Solusi yang sebaiknya dilakukan melihat penyebab-penyebab diatas:
- Untuk produsen, sebaiknya meningkatkan proses produksi atau tenaga kerja demi memperbaiki sisi penawaran agregat agar permintaan dan penawaran dapat seimbang atau keseimbangan pasar.
- Untuk Bank Indonesia cabang Sumatra Utara, sebaiknya mengendalikan arus jumlah uang yang beredar (JUB) dengan menaikan minat menabung masyarakat.
- Untuk Pemerintah setempat, sebaiknya menerapkan kebijakan-kebijakan fiskal untuk menahan laju inflasi agar tidak berlangsung lama.
Contoh Kasus 2
Dunia
Zimbabwe merupakan salah satu negara yang terletak di selatan Benua Afrika. Diketahui apabila pada Januari 2000 tingkat inflasi di Zimbabwe mencapai 55%. Diikuti pada tahun 2001 meningkat kembali menjadi 112% dan tahun 2013 mencapai 598%.
Nilai mata uang Zimbabwe terus-menerus menurun yang mengakibatkan depresiasi. Disisi lain kebutuhan-kebutuhan pokok harus mengimpor dari negara lain, sehingga harga-harga barang melonjak tinggi. Inflasi ini terus berlanjut sampai pada tahun 2007 yang telah mencapai >5000%.
Pemerintah setempat berusaha menerapkan kebijakan-kebijakan untuk menanggulangi seperti kebijakan radikal distribusi lahan. Akan tetapi kebijakan tersebut malah menimbulkan defisit negara. Kemudian Bank Central Zimbabwe terpaksa mencetak uang untuk menutupi defisit tersebut. Pada tahun 2009, akhirnya masyarakat menggunakan dolar AS dan dolar Afrika dalam melakukan transaksi karena dolar Zimbabwe tidak memiliki nilai lagi.
Dari uraian diatas mengenai kasus nyata yang terjadi di Zimbabwe, dapat ditarik kesimpulan penyebab utama dari terjadinya inflasi antara lain:
- Pertama, terjadinya penyusutan nilai mata uang atau depresiasi yang mengakibatkan naiknya harga-harga barang dan menurunkan daya beli konsumen.
- Kedua, penerapan kebijakan yang tidak tepat sehingga memperparah tingkat inflasi semakin tinggi.
- Ketiga, dari peneyebab kedua maka terjadi defisit negara atau menurunya pendapatan negara. Alih-alih ingin menutupi defisit tersebut, namun sebaliknya malah menimbulkan arus jumlah uang yang beredar (JUB) menjadi tidak terkendali. Dampaknya nilai mata uang anjlok drastis.
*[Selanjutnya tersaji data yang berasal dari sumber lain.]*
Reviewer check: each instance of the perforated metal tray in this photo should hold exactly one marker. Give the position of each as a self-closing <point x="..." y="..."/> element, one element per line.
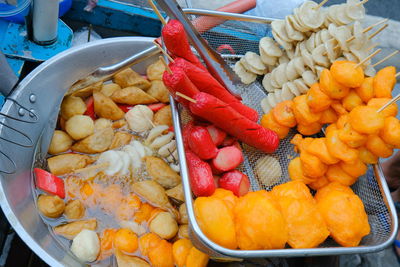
<point x="371" y="188"/>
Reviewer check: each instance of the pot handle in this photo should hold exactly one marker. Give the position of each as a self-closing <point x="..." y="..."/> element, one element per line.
<point x="8" y="79"/>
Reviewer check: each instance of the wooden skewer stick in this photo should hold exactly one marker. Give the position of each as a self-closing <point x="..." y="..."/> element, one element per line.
<point x="378" y="31"/>
<point x="186" y="97"/>
<point x="165" y="65"/>
<point x="93" y="167"/>
<point x="163" y="51"/>
<point x="368" y="58"/>
<point x="321" y="4"/>
<point x="153" y="6"/>
<point x="385" y="58"/>
<point x="393" y="100"/>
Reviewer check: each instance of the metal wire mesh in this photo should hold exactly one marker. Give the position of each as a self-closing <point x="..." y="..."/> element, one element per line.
<point x="243" y="37"/>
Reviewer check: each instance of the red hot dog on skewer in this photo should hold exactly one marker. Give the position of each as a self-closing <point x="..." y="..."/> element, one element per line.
<point x="225" y="117"/>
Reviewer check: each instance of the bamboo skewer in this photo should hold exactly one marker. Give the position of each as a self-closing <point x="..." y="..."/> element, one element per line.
<point x="153" y="6"/>
<point x="367" y="58"/>
<point x="385" y="58"/>
<point x="163" y="51"/>
<point x="186" y="97"/>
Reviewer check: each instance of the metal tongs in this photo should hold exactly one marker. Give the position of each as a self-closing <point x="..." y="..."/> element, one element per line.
<point x="214" y="62"/>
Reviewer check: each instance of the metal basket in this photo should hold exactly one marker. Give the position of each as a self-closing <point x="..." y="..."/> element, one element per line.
<point x="239" y="37"/>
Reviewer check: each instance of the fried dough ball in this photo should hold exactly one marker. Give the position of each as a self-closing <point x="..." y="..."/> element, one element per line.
<point x="328" y="116"/>
<point x="51" y="206"/>
<point x="268" y="121"/>
<point x="336" y="174"/>
<point x="366" y="120"/>
<point x="351" y="101"/>
<point x="72" y="105"/>
<point x="366" y="90"/>
<point x="351" y="137"/>
<point x="378" y="147"/>
<point x="344" y="214"/>
<point x="377" y="103"/>
<point x="302" y="111"/>
<point x="317" y="100"/>
<point x="306" y="226"/>
<point x="283" y="113"/>
<point x="319" y="149"/>
<point x="330" y="87"/>
<point x="390" y="132"/>
<point x="355" y="168"/>
<point x="319" y="183"/>
<point x="339" y="149"/>
<point x="296" y="172"/>
<point x="384" y="82"/>
<point x="79" y="126"/>
<point x="310" y="129"/>
<point x="60" y="142"/>
<point x="257" y="229"/>
<point x="216" y="221"/>
<point x="347" y="73"/>
<point x="312" y="166"/>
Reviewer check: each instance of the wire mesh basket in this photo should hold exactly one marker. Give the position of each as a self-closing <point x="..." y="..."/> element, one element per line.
<point x="232" y="39"/>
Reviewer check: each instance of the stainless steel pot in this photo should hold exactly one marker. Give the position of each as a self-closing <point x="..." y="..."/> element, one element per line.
<point x="41" y="92"/>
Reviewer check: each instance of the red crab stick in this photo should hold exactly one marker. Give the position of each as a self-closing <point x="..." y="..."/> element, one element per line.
<point x="200" y="175"/>
<point x="175" y="40"/>
<point x="205" y="82"/>
<point x="177" y="81"/>
<point x="225" y="117"/>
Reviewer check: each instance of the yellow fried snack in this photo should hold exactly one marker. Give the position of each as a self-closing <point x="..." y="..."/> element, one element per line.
<point x="255" y="227"/>
<point x="366" y="90"/>
<point x="384" y="82"/>
<point x="306" y="227"/>
<point x="390" y="132"/>
<point x="336" y="174"/>
<point x="347" y="73"/>
<point x="296" y="172"/>
<point x="216" y="221"/>
<point x="344" y="214"/>
<point x="366" y="120"/>
<point x="331" y="87"/>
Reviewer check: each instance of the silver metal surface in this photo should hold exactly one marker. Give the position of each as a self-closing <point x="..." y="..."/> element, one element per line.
<point x="371" y="188"/>
<point x="49" y="82"/>
<point x="214" y="62"/>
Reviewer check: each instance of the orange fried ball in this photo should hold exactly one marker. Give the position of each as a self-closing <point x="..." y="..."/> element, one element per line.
<point x="367" y="156"/>
<point x="310" y="129"/>
<point x="319" y="149"/>
<point x="339" y="149"/>
<point x="390" y="132"/>
<point x="302" y="111"/>
<point x="306" y="227"/>
<point x="331" y="87"/>
<point x="268" y="121"/>
<point x="384" y="82"/>
<point x="296" y="171"/>
<point x="351" y="101"/>
<point x="366" y="120"/>
<point x="328" y="116"/>
<point x="312" y="166"/>
<point x="355" y="168"/>
<point x="256" y="228"/>
<point x="216" y="221"/>
<point x="378" y="147"/>
<point x="317" y="100"/>
<point x="347" y="73"/>
<point x="377" y="103"/>
<point x="336" y="174"/>
<point x="366" y="90"/>
<point x="283" y="114"/>
<point x="344" y="214"/>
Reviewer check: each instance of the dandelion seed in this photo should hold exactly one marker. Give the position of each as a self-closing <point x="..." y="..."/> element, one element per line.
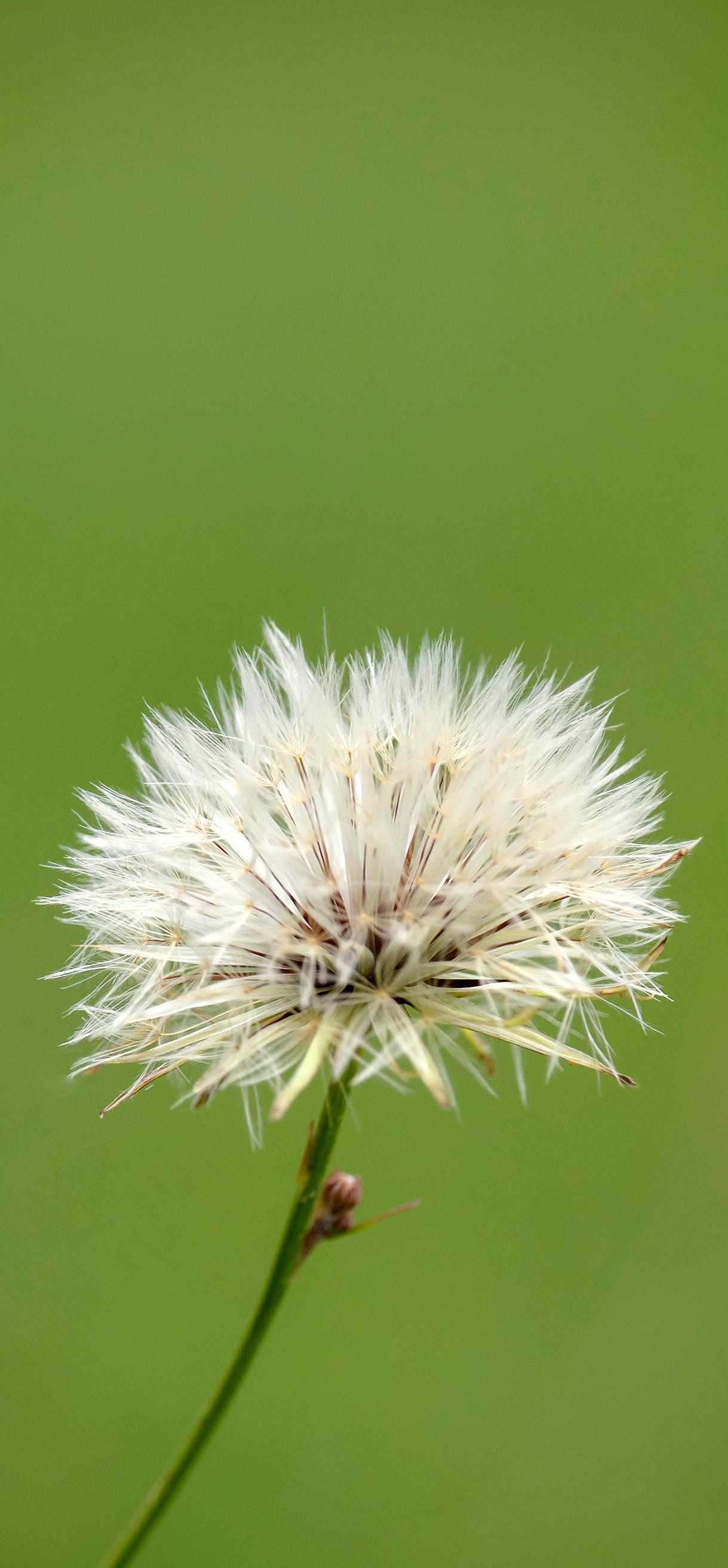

Solusi yang sebaiknya dilakukan melihat penyebab-penyebab diatas:
- Untuk Pemerintah, sebaiknya menerapkan kebijakan-kebijakan dengan tepat karena tentu akan sangat berdampak besar bagi nasib perekonomian negara. Mengingat laju inflasi yang sudah terlanjur tinggi.
- Untuk Bank Central, sebaiknya mengendalikan arus jumlah uang yng beredar (JUB) demi menjaga kestabilan nilai mata uang agar tidak terdepresiasi.
- Untuk semua pihak baik Pemerintah dan Bank Central, sebaiknya meningkatkan daya minat menabung kepada masyarakat dengan menaikan tingkat suku bunga demi terkontrolnya arus uang yang beredar (JUB).